In 2004, O’Donnell met Karl Rove when Rove spoke at Liberty; O’Donnell jokingly suggested that the Bush campaign hire him as the President’s debate coach. A week later, it did.

“I equate coaching political candidates to coaching novice debaters,” says O’Donnell. “Initially, people who did debate preparation focused on policy, but it quickly became obvious that debates are won and lost on performance, not on what a candidate knows about a particular policy. So that’s when folks like me started getting involved. I really look at it like preparing an athlete, because it is a game—except that the stakes are a lot higher.”

O’Donnell is reluctant to talk about former vice-presidential hopeful Sarah Palin’s debate preparation except to say she was very disciplined. “In political debate, you can’t have an answer for every question because you could never be prepared for everything that might come up,” he says. “So you develop a set of answers and you figure out how to apply those to every question and still advocate your message. She was very good at doing that. She executed the strategy for her debate almost perfectly.”

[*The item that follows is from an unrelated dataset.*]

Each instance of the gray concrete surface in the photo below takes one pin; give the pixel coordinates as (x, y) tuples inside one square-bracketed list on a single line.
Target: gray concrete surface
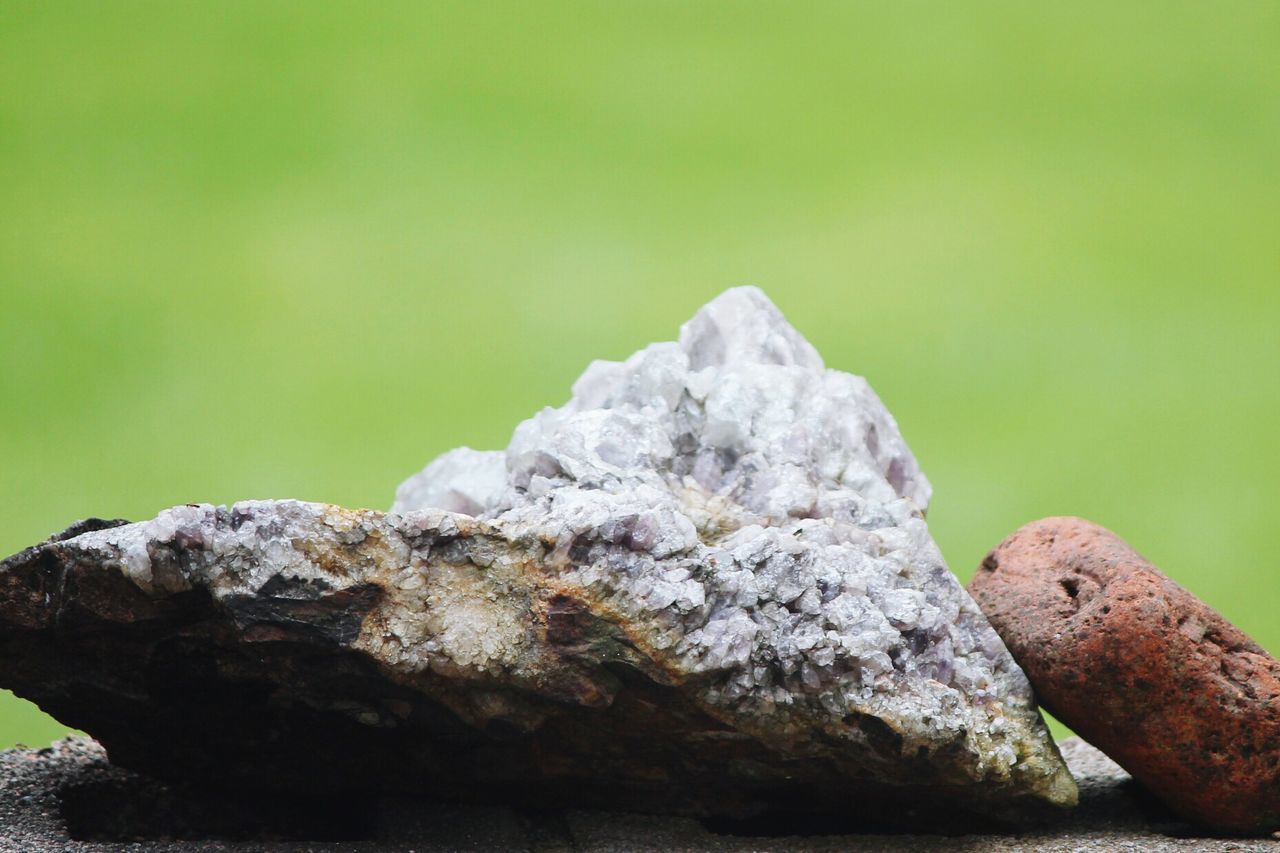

Lithwick isn’t surprised Goolsbee became an Obama adviser. “He had such a profound talent for politics,” she says. “Everyone at Yale knew he was incredibly smart, but he was also great at connecting with people and talking to them. One of the reasons he was such a phenomenal success as a debater was because he perfected this super-casual approach. He never looked like a preppy, Ivy League prig—he just went out there and had a good time.”

David Gray—who calls Goolsbee as substantive as he is funny—says debate experience clearly confers an advantage in Washington: “Debate emphasizes communication and relationship-building, and there are a lot of people out there who went to the same summer camps, the same colleges, the same law schools and who are now involved in the same political stuff. You see them in DC at parties.”